This sheet talks about exercise in a pregnancy and while breastfeeding. This information should not take the place of medical care and advice from your healthcare provider.
Is exercise safe for all pregnant women?
The American College of Obstetricians and Gynecologists (ACOG) recommends that women without medical or pregnancy complications consider at least 30 minutes of moderate exercise on most days, if not all, days of the week.

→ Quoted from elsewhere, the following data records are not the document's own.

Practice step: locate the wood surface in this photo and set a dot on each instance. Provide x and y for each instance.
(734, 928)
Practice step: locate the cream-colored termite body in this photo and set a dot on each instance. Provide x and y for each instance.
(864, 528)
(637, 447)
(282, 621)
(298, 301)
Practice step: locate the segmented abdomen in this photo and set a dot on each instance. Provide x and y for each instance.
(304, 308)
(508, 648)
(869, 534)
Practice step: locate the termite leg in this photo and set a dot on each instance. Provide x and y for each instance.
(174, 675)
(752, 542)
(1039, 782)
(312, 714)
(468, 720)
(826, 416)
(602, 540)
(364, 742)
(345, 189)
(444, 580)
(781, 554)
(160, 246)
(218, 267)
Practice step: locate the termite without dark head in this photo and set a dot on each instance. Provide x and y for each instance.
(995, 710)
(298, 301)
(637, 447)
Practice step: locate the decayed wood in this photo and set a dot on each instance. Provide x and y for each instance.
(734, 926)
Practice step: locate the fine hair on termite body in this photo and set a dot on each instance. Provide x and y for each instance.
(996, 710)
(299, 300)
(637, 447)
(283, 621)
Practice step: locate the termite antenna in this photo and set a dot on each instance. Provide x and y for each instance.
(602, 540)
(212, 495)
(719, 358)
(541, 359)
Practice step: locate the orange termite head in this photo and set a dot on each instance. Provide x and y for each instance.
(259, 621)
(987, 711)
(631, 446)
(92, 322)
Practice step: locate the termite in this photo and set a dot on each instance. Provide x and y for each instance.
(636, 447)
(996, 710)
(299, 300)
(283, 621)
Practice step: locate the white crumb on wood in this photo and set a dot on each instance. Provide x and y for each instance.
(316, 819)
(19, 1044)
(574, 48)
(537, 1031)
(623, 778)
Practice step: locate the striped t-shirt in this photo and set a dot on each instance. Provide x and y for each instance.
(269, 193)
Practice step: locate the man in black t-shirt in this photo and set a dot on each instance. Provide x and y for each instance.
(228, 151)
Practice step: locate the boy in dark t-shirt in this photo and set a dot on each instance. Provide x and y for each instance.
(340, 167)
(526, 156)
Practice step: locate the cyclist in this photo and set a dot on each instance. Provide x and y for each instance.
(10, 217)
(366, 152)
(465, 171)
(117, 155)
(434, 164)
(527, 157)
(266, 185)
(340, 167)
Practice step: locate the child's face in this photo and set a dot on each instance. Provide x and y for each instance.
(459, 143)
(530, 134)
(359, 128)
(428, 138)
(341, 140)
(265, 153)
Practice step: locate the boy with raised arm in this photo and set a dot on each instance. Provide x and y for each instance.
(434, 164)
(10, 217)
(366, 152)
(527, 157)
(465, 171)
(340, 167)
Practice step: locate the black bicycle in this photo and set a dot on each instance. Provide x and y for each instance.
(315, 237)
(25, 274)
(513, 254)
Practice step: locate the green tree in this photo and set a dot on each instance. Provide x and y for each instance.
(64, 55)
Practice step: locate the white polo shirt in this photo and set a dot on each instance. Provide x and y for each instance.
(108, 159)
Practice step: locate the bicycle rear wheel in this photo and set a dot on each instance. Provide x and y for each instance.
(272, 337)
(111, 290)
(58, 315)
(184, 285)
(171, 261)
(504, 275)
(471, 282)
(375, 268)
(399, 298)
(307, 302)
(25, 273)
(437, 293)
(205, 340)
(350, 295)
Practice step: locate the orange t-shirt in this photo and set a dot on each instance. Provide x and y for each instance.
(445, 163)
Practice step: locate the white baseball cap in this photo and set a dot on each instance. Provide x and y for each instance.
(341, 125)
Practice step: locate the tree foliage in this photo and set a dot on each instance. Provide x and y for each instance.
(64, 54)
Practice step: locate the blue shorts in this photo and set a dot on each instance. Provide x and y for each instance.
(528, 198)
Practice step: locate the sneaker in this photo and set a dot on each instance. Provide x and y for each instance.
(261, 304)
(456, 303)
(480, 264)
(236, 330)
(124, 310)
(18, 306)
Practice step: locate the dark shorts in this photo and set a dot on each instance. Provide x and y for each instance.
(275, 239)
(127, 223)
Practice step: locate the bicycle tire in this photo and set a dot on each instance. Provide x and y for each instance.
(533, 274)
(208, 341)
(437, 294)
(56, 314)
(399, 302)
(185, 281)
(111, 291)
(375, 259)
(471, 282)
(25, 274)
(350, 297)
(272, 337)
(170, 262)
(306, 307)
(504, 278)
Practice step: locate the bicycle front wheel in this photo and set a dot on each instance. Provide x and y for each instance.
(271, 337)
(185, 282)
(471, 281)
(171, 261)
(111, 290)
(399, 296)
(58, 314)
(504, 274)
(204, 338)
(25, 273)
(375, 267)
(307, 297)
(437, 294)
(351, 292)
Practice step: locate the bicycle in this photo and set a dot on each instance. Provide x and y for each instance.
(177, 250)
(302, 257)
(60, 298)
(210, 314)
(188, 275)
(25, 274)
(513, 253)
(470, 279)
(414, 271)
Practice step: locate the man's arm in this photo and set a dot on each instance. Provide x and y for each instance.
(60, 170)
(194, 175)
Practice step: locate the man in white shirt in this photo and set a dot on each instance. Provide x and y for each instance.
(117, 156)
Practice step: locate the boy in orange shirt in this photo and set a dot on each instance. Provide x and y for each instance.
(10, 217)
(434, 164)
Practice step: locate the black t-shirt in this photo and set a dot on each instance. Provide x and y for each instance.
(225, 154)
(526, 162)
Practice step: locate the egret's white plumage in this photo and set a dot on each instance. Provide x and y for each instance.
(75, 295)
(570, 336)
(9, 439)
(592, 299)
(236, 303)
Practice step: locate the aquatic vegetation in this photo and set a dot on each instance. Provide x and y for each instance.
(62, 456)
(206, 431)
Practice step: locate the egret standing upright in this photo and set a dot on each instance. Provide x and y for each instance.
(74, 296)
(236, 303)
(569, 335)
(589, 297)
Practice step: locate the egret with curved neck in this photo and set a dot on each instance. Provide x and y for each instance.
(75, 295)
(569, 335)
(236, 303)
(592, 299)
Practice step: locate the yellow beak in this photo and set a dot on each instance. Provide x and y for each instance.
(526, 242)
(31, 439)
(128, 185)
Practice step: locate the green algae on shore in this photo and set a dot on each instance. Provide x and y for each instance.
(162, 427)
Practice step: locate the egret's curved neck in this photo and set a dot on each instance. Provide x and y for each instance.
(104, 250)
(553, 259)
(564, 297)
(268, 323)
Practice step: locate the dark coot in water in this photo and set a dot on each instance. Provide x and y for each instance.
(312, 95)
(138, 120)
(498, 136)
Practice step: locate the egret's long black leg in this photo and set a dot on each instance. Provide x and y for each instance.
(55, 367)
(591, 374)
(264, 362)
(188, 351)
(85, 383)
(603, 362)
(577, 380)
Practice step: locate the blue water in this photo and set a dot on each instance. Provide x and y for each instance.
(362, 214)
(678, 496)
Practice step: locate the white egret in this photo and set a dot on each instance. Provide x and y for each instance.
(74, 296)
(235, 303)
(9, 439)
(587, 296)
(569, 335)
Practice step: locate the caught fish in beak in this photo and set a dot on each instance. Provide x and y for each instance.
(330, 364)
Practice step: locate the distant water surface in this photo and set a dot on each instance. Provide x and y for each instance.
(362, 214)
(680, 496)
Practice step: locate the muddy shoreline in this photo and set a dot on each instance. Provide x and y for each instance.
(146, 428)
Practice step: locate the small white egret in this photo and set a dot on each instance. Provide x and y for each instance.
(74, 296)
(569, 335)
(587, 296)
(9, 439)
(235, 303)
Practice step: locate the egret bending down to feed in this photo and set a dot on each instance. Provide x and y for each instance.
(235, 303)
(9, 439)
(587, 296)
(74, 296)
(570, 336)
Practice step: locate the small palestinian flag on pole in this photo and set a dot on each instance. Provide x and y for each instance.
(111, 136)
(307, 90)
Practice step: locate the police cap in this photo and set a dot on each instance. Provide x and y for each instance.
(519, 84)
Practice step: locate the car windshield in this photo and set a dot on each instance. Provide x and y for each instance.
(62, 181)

You may not be able to exercise while pregnant if you have experienced preterm delivery, ongoing vaginal bleeding, contractions, or other pregnancy-related complications. Please check with your healthcare provider if you are unsure whether you should exercise during pregnancy.
You should also check with your healthcare provider before starting or continuing an exercise program if you have a history of medical concerns such as heart or lung problems or high blood pressure.
Does exercise harm the developing baby in any way?
In every pregnancy, a woman starts out with a 3-5% chance of having a baby with a birth defect. This is called her background risk. Additionally, miscarriage can occur in any pregnancy.
There is no evidence to suggest that exercise can harm your pregnancy. It has not been shown to increase the chance of miscarriage, birth defects, or premature labor. Studies show no relationship between exercise and fetal distress or fetal heart rate changes. One study found that moderate to high intensity exercise in the later stages of pregnancy can lead to smaller, leaner babies that are still within the normal range.
Will exercise be more difficult during pregnancy?
Your body will go through many changes throughout pregnancy that could affect your ability and tolerance to exercise. As a pregnancy progresses, the amount of blood in your body increases, as does your heart rate. This means your body works harder to give enough nutrients and oxygen to both you and baby, so there is less oxygen available for exercise. This change in blood flow could also make you feel lightheaded.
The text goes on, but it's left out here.